Setting up a case of dueling legal opinions, state Attorney General Robert Cooper says the Tennessee law that allows charter schools to operate here doesn’t impose financial burdens on local school districts in violation of the state constitution, reports The Tennessean.

That’s an opposite conclusion to one reached by a Metro Nashville Public Schools attorney, who opined last month that the state’s failure to offset such costs is unconstitutional.

Its release, and distribution to school board members, set off a fierce debate over the cost of charters and hinted at the possibility of future litigation. It also prompted state House Speaker Beth Harwell, R-Nashville, a charter supporter who helped draft the decade-old law, and charter critic Rep. Mike Stewart, D-Nashville, to ask the state’s top attorney for his view.

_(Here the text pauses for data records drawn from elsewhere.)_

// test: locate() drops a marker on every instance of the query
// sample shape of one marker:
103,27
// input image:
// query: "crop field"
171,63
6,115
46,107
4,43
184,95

Cooper, in an opinion issued Monday, defended the constitutionality of the 2002 law that set the funding mechanism for publicly financed, privately led charters.

“On its face, the Charter Schools Act does not directly or expressly require the expenditure of extra funds beyond what a [local school district] is already spending on education,” Cooper wrote in a six-page opinion. (Note: Full opinion is HERE.)

A section of the Tennessee Constitution says that no law shall impose “increased expenditure requirements on cities or counties” unless the Tennessee General Assembly ensures that the state shares those costs.

MNPS officials have argued the exit of students from traditional schools to charters hasn’t reduced the costs of maintaining schools they leave. Washington, D.C., attorney John Borkowski, hired by MNPS, said the state has failed to share in those costs, in his opinion.

In coming to a different conclusion, Cooper referenced the state’s Basic Education Program funding formula for all public schools. He said even in the event there are increased financial burdens to local districts, the BEP is “clearly more than sufficient to meet the level” required by the state constitution.